A 150-year-old church, badly damaged by a fire just before Christmas 2017, would be rebuilt at a different location as part of a proposed community development in Lebanon.
The new Bethel African American Methodist Church could be under construction later this year a few blocks away from its historic location, still on Cherry Street but near Pleasant Square Park, according to church officials.
The community development plan, scheduled for discussion during a Lebanon City Council work session, also includes a community center, business incubator and homes, all on 2.3 acres just north of the historic downtown district.
Church leaders said they were already planning for expansion before the church, dedicated in 1861, burned on Dec. 13, 2017, after members served the weekly community meal.
“We realized we would have to look outside the walls of our small church,” Raye Kimberlin said last week.
After the devastating fire, “We just felt God was leading us into our future,” Kimberlin added.
Last December, the church held a decommissioning ceremony acknowledging the fire had left the property best suited for sale, Kimberlin said.
“To move our mission forward, we had to say goodbye,” she said.
Instead of restoring or starting over at 111 N. Cherry, in the parking lot behind the Lebanon United Methodist Church, Bethel A.M.E. would rebuild on Cherry Street to the north across Warren Street, on one of the city-owned lots within the proposed 2.3-acre redevelopment area.
Church leaders are working with Brown and Bills Architects, lawyer Alan Schaeffer, HER Realtors and Scott Norris, a faith-based home rehabilitation specialist, according to their proposal.
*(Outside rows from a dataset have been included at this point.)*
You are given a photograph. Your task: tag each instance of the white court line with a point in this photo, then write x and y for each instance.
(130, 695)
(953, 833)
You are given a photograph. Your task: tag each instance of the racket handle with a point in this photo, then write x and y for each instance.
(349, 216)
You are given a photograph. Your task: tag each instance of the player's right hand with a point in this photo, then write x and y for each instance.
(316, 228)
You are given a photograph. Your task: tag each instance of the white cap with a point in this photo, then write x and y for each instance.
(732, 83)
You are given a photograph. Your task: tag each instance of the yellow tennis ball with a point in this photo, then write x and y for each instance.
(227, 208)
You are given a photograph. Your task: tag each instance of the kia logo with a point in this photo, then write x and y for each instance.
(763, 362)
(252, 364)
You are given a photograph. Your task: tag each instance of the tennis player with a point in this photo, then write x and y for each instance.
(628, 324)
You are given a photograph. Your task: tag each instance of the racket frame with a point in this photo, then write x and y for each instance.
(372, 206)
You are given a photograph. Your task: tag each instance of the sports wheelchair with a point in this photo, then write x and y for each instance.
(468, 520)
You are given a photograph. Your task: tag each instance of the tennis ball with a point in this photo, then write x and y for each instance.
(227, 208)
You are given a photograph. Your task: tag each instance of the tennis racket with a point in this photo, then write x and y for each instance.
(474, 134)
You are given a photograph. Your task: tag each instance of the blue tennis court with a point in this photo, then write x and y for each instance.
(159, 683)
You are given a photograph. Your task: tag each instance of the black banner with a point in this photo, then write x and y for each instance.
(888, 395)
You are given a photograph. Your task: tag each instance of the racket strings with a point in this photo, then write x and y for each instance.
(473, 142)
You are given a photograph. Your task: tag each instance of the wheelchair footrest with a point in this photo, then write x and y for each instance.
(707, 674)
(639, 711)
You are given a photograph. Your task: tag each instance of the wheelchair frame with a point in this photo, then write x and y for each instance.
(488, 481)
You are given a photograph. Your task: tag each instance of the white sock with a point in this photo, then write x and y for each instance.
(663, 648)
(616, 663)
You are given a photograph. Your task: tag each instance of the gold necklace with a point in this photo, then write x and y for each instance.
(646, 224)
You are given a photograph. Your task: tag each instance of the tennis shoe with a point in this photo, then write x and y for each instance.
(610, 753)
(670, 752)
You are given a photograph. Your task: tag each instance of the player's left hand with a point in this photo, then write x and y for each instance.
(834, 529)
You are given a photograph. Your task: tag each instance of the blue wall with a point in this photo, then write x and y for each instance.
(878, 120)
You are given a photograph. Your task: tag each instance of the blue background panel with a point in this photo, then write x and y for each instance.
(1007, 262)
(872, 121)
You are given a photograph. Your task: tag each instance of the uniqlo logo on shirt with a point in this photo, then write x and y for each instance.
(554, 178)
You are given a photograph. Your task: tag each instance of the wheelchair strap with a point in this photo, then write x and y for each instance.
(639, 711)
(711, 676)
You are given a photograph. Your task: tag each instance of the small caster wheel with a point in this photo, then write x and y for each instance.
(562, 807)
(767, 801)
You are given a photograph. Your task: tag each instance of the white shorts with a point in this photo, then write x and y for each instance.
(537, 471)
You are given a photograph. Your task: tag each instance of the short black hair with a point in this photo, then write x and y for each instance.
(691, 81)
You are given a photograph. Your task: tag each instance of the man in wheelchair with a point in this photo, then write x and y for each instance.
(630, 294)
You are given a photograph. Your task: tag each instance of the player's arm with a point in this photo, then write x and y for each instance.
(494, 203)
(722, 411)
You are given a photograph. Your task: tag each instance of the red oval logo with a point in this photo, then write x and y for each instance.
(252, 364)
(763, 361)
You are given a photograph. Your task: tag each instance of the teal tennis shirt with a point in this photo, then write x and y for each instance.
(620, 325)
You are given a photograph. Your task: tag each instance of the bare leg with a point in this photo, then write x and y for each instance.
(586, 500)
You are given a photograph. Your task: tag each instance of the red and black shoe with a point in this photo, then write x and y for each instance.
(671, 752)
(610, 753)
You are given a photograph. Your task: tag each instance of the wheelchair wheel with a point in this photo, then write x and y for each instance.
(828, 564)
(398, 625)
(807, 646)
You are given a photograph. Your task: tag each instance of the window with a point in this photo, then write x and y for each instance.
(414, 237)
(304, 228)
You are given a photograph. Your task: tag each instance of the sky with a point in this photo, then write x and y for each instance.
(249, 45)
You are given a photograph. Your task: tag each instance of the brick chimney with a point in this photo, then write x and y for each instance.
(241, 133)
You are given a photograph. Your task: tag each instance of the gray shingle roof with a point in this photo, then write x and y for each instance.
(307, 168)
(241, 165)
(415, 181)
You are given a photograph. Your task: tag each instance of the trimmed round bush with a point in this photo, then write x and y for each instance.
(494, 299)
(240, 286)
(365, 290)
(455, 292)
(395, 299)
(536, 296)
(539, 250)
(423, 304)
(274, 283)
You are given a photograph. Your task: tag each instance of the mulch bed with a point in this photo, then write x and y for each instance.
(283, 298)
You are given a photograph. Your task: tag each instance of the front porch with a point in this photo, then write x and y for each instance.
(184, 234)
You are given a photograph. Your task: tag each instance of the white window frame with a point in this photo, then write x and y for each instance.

The church has also identified four home builders, according to Karen Schaeffer, church pastor.
The proposal was made in response to a request for qualifications to redevelop the area identified for community development during the city’s ThinkDowntown planning process.
On Tuesday, Bethel representatives are expected to meet for the second time in a work session with city council and staff.
“The ball’s in the development team’s court,” City Manager Scott Brunka said.
Brunka said Law Director Mark Yurick, who could not be reached for comment, was expected to brief the council on legal questions about signing a development agreement with the church.
Kimberlin said a church lawyer was forming Pleasant Square LLC to answer the questions.
The plan calls for the church to be built this year, a multi-purpose center and business incubator in a second phase, and more owner-occupied homes in the final phase.
The development was proposed in response to requests for qualifications for this area and at 511 N. Broadway.
Developer Jim Cohen’s plan for a mix of restaurants and upscale multi-family housing at 511 has been approved, a short walk from Pleasant Square, near the historic Berry School.
Pleasant Square is designed to help the city and allow the church to reopen at a different location with additional community development, Kimberlin said.
“Ultimately, we want to help the city achieve their goals,” Kimberlin said.
Church leaders are waiting to see what comes of their proposal before deciding whether to sell the former church location, Kimberlin said.
Meanwhile, the church is located in an office suite at 550 Mound Ct. in Lebanon.
“There are still a lot of decisions to be made,” Schaeffer said.
The council is to discuss the project during a work session in the 1st floor conference room beginning at 7 p.m. Tuesday at Lebanon City Hall, 50 S. Broadway in Lebanon.